EKONOMPEDIA.COM-Industri semikonduktor Indonesia berada dalam posisi yang sulit. Meski telah memulai upaya untuk mengembangkan industri silika sebagai titik awal pembangunan industri mikrochip di negara ini, namun beberapa negara ASEAN lainnya jauh lebih maju dalam perlombaan investasi semikonduktor.
Penurunan dalam industri semikonduktor ini bukanlah fenomena baru. Sejarah telah menunjukkan bahwa industri semikonduktor sering mengalami siklus naik turun. Namun, penurunan kali ini tampaknya akan berlangsung lebih lama, dan dampaknya pada industri semikonduktor Indonesia menjadi perhatian utama.
Indonesia memiliki sejumlah besar pasir silika, bahan baku untuk wafer silikon, yang merupakan blok bangunan dari chip semikonduktor. Namun, sumber daya ini tidak otomatis menjadi keunggulan kompetitif, mengingat silika dapat ditemukan di hampir setiap negara.
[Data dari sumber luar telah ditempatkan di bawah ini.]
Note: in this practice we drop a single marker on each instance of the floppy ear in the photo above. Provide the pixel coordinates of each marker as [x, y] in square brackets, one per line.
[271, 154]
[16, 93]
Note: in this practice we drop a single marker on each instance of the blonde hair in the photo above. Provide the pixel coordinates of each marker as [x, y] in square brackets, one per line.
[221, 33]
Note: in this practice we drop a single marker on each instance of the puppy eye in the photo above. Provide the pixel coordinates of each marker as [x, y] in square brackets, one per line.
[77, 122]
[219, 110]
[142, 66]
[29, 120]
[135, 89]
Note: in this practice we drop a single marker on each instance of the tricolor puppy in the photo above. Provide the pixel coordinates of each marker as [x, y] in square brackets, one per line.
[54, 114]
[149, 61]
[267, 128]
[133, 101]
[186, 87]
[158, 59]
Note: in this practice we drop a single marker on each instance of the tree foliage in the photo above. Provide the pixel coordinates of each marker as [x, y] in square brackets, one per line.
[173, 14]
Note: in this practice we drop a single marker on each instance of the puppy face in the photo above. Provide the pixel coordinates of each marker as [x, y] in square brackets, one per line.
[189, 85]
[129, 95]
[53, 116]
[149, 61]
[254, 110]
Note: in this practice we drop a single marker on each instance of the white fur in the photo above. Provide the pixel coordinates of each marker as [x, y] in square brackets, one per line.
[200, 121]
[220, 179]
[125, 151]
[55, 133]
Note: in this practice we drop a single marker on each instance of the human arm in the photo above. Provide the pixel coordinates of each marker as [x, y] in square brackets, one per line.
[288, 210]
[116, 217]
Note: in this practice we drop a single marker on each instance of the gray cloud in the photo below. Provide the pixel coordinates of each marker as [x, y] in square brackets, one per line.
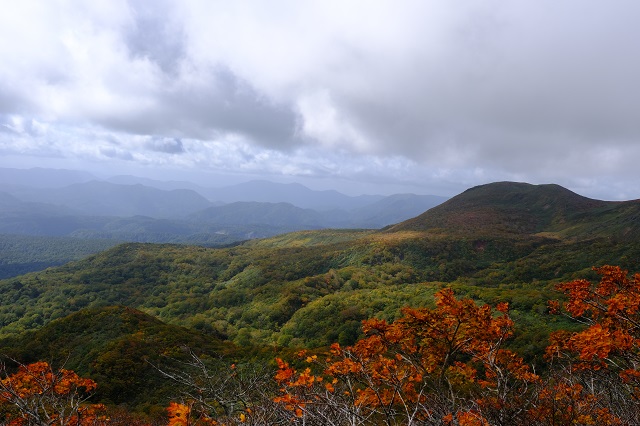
[166, 145]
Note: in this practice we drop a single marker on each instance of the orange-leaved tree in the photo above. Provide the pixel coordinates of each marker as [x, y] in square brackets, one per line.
[602, 361]
[36, 394]
[440, 365]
Menurut Muhammad Habib, peneliti di Center for Strategic and International Studies (CSIS) Jakarta, perusahaan chip melihat Vietnam dan Malaysia sebagai tempat yang “lebih optimal” untuk produksi chip. “Indonesia tidak dapat menjamin kepastian regulasi,” kata Habib.
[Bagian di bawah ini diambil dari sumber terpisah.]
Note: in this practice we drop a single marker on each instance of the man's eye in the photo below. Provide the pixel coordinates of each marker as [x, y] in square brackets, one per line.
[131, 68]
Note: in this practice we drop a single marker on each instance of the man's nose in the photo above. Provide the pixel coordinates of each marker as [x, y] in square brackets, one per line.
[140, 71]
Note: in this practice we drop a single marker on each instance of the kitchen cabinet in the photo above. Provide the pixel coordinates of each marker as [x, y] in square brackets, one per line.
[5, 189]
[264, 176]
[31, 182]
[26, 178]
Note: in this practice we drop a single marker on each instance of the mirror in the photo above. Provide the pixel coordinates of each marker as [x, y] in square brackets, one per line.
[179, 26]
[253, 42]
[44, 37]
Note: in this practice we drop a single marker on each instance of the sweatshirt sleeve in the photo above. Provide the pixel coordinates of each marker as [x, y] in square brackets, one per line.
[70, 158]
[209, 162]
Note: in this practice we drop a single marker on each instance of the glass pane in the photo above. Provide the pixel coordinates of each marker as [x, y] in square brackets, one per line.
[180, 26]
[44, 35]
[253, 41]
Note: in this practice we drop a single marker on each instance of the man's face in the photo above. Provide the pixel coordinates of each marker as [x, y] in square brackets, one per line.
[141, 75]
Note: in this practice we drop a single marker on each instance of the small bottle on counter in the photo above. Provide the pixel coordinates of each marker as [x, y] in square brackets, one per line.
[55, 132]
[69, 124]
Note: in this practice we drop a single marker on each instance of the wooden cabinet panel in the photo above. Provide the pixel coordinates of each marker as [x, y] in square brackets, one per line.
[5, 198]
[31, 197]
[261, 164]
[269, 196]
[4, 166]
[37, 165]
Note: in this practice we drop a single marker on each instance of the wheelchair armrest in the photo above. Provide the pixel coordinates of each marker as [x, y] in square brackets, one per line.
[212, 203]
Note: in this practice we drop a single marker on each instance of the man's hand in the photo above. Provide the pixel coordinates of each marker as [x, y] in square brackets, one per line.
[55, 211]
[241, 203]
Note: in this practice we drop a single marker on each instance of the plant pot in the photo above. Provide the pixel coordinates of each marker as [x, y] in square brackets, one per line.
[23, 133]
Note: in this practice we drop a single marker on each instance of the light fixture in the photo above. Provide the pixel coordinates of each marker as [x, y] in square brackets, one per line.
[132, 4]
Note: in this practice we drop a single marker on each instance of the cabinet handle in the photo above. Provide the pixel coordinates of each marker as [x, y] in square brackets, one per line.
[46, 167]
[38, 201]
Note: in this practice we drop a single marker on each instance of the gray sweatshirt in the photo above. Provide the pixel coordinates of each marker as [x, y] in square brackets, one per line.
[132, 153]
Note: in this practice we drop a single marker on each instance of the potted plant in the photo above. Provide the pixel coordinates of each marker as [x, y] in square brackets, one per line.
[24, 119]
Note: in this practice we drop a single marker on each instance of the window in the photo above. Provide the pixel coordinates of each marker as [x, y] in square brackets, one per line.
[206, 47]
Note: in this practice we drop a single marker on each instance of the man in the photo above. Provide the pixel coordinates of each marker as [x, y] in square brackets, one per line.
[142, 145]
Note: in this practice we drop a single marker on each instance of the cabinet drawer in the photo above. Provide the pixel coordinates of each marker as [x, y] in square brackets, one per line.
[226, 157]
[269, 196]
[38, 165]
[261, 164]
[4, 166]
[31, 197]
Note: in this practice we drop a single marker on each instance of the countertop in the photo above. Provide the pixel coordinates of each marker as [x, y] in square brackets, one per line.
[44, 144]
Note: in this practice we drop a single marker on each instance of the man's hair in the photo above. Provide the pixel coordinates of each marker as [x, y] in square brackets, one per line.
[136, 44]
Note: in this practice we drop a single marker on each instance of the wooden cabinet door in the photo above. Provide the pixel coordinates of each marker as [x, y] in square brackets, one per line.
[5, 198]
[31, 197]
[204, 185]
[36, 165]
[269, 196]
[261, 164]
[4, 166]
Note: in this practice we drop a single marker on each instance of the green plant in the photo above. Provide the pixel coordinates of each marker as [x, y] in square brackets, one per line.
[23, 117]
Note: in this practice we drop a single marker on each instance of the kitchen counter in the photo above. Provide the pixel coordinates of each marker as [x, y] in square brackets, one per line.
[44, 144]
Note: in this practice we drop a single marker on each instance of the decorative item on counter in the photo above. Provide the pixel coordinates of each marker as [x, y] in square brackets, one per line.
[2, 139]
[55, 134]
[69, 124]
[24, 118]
Namun, ada solusi yang dapat diambil. Pemerintah dapat merespons dengan menyesuaikan kebijakan industri mereka. Misalnya, mereka dapat mempertimbangkan untuk menaikkan tarif pajak pada sektor lain yang tidak terpengaruh oleh penurunan harga komoditas. Selain itu, pemerintah juga dapat memperkuat upaya mereka dalam memerangi penghindaran pajak dan meningkatkan efisiensi administrasi pajak.
Pada akhirnya, tantangan yang dihadapi oleh industri semikonduktor adalah tantangan yang harus dihadapi oleh semua pemerintah. Dengan strategi yang tepat, mereka dapat mengatasi tantangan ini dan memastikan bahwa mereka memiliki sumber pendapatan yang cukup untuk membiayai layanan publik dan investasi infrastruktur. Ini adalah waktu yang tepat bagi pemerintah untuk bertindak dan merespons tantangan ini dengan bijaksana dan efektif.